Art. 5o. – A comprovação do exercício da profissão de escritor de que trata o inciso IV do artigo 1o , far-se-á no prazo de 180 dias, a contar da data de publicação desta lei.
Art. 6o. – Esta lei entra em vigor na data de sua publicação.

- JUSTIFICATIVA -

Tem o presente Projeto de Lei a finalidade de criar no Brasil a profissão de Escritor. O deputado que o subscreve o faz na qualidade de membro da Academia Paranaense de Letras, inspirado em crônica lida no jornal O Estado de São Paulo, na manhã de 3 de julho de 2002, onde o escritor Mário Prata alerta a Nação de que esta profissão não existe.
Na crônica, publicada no Caderno de Cultura, Mário Prata declara que, ao preencher a sua declaração de Imposto de Renda, "tenho de me dizer jornalista ou Assemelhado".
É assim que a legislação brasileira trata, não apenas o Mário Prata, mas o Veríssimo, o Ubaldo, o Loyola, o Mateus, o Jorge Amado e o Machado de Assis. Assemelhados.
Mais uma injustiça cultural, entre tantas que este país de ágrafos tem cometido com os nossos grandes escritores. A impecável crônica de Mário Prata, na forma de carta ao presidente da República, motiva esta iniciativa de lei. Peço ao Congresso que a respalde, permitindo aos bafejados pelo talento literário, a possibilidade de ganhar seu pão cotidiano com prosa ou versos.
Enquanto o mercado premia com notáveis salários e direitos autorais os grandes publicitários, normalmente não faz caso dos talentos literários.
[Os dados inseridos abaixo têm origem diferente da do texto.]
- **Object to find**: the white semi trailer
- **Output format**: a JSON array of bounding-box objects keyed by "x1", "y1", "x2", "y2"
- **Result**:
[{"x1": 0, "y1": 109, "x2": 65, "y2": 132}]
A quem escreve, sempre se pede que o faça de graça.
A criação da profissão de escritor pode ser um começo para mudança deste tipo de pensamento.
Para criação de uma nova categoria profissional, onde, além do culto às musas, as letras sirvam à invenção dos empregos, ao mercado editorial, à difusão da cultura, à indústria produtora de livros.
Perceba-se no nosso Projeto, que se garante a liberdade de exercício da profissão de Escritor mesmo aqueles não diplomados – pedindo-se a estes, apenas que tenham obra publicada registrada na Biblioteca Nacional e/ou Bibliotecas Estaduais.
Assim, expressões culturais espontâneas – tais como, escritores da literatura de cordel - que nasçam do saber popular, de vertentes distanciadas da norma culta, inspiradas pela pureza de nossas raízes, poderão exercer o nobre ofício, desde que publiquem e registrem suas obras na Biblioteca Nacional e nas Bibliotecas Estaduais.
A criação da profissão de Escritor, depois de tantos anos da existência da Nação Brasileira, e desta República, será, certamente, importante reparação das humilhações sofridas por tantos brasileiros e brasileiras de talento, que se dedicaram a servir a magna Língua Portuguesa, expressando seus sentimentos através das letras.
E também ficaria vedado o chamado "cachê simbólico", sempre mais humilhante do que uma esmola, que inúmeras vezes as grandes corporações soem oferecer aos grandes talentos literários.
Ao criá-la, no dizer de Mário Prata, este Congresso responderá a triste ressalva: "Mas escritor é profissão? Tudo bem, mas, além de escrever, trabalha com o quê? "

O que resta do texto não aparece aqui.